Latency is critical for Real-Time Coaching solutions as the value of the feedback decreases every second. An agent shouldn’t receive feedback with a 15-second delay. At that point, there might not be so much they can do. Most Real-Time Coaching software available in the market first records speech data. Then it sends to the cloud for transcription and natural language processing. Finally, it provides feedback on the agents’ screen. Processing speech in the cloud with inherent latency risk causes unreliable response time. With on-prem deployment, enterprises can control response time. However, it’s almost impossible while working with 3rd party cloud providers.

Sales Enablement
Processing speech data locally on agents’ devices eliminates the reliability and latency risks, offering “real” real-time coaching.

Searchable audio archive with Speech-to-Index

In Customer Support, one may need to find all the recordings with a person, “Cathie,” an organization, “The Asia Foundation,” or a product, “Qasqai.” It’s an industry-known challenge that generic speech-to-text models struggle with proper nouns and competing hypotheses, such as homophones. An ASR can transcribe “Cathie” as “Cathy” and “The Asia Foundation” as “the age of foundations.” Fine-tuning ASR models address this challenge to a certain degree, but not completely. It’s hard for machines to capture Cathie and Cathy or Brendan, Brenden and Brendon correctly.

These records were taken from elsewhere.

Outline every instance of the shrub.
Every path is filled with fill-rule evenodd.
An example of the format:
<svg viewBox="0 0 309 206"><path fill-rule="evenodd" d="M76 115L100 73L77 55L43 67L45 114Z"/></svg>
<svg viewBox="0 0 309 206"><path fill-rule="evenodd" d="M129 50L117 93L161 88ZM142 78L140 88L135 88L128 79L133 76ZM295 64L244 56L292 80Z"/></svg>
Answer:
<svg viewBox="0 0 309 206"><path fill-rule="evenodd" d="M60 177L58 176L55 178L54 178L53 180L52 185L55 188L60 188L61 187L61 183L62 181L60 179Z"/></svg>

Speech-to-Index is the technology built to make audio files searchable and discoverable. Thus, it achieves higher accuracy than any speech-to-text.

Content Monitoring and Moderation with Keyword Spotting

Content Monitoring and Moderation should be real-time. For social media platforms hosting user-generated content, intervening a day or two later might be acceptable. In the U.S., 52% of consumers get so frustrated that they swear or even cry when soliciting Customer Support. Timely actions can differentiate enterprises from competitors easily. One solution is to use streaming speech-to-text and send the transcribed text for NLP to process every 30-45 seconds. However, in Sales and Support, one should intervene immediately when the conversation gets heated.

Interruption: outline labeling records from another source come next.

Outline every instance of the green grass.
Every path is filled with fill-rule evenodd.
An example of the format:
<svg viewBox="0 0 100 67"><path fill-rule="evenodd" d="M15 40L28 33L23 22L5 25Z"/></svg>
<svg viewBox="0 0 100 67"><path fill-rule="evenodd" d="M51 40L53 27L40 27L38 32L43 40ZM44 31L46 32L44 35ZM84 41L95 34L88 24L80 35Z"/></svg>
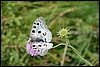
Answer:
<svg viewBox="0 0 100 67"><path fill-rule="evenodd" d="M31 57L26 43L35 19L42 16L53 34L54 46L65 43L58 38L60 28L68 27L69 42L94 66L99 66L98 1L2 1L1 66L60 66L64 46L58 46L41 57ZM64 66L87 66L68 48Z"/></svg>

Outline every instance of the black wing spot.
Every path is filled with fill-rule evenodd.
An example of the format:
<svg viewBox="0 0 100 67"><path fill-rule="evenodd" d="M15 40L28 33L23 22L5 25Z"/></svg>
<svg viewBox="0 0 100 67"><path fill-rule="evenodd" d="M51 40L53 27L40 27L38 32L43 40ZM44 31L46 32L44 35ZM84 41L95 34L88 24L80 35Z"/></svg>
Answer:
<svg viewBox="0 0 100 67"><path fill-rule="evenodd" d="M39 25L39 23L37 23L37 25Z"/></svg>
<svg viewBox="0 0 100 67"><path fill-rule="evenodd" d="M36 26L33 26L33 28L36 28Z"/></svg>
<svg viewBox="0 0 100 67"><path fill-rule="evenodd" d="M32 33L35 33L35 30L32 30Z"/></svg>
<svg viewBox="0 0 100 67"><path fill-rule="evenodd" d="M38 31L38 33L41 33L41 31Z"/></svg>

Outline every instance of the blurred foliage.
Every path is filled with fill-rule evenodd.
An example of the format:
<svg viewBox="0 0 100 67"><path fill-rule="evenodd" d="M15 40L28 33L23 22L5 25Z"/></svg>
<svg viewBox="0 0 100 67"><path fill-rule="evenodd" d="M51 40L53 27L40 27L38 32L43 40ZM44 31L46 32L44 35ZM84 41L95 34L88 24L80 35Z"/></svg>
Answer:
<svg viewBox="0 0 100 67"><path fill-rule="evenodd" d="M63 14L63 11L74 8L75 10ZM49 50L43 57L31 57L26 52L32 24L40 16L44 17L53 34L54 46L65 42L56 34L61 27L68 27L72 32L69 36L72 46L94 66L99 66L98 1L1 1L1 66L61 64L64 46ZM53 20L55 21L52 22ZM64 66L87 64L68 48Z"/></svg>

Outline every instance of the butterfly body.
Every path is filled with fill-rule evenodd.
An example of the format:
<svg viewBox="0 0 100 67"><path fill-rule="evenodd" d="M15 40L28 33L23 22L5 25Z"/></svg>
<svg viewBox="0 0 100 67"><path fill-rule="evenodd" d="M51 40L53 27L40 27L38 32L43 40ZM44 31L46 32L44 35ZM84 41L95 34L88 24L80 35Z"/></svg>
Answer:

Content moderation for sales and support enablement is a time-sensitive matter. Keyword spotting allows real-time detection, when action needed.

Voice-activated shortcuts with Speech-to-Intent

Sales and Support should have access to relevant information while helping customers. Voice-activated shortcuts allow employees to find information fast. For example, when a customer asks a question about the refund policy, the employee can respond by saying: “I’m looking for the refund policy.” While the utterance is a natural part of the conversation, it can also bring the refund policy to the employee screen.

Employees save time and keep the focus on customers with voice-activated shortcuts instead of typing to retrieve information.

Power of Silence in Sales by Voice Activity Detection

Remember when an agent told you to hold on a second, and it took ages; or talked to an agent who didn’t allow you to think or respond? Silence is a double-edged sword in human-to-human interaction. Active conversations are good for engagement. However, silence is also powerful as it gives the other party time to think, process and respond. Giving up to 10 seconds to the other party before breaking the silence again is recommended in sales and support. Voice Activity Detection can track the quiet moments in conversations. Moreover, when Voice Activity Detection is a part of Real-Time Coaching software, a timer can start after sharing an offer or recommendation.

Silence in sales and support should be long enough to give customers the opportunity to respond and short enough to keep the conversation active.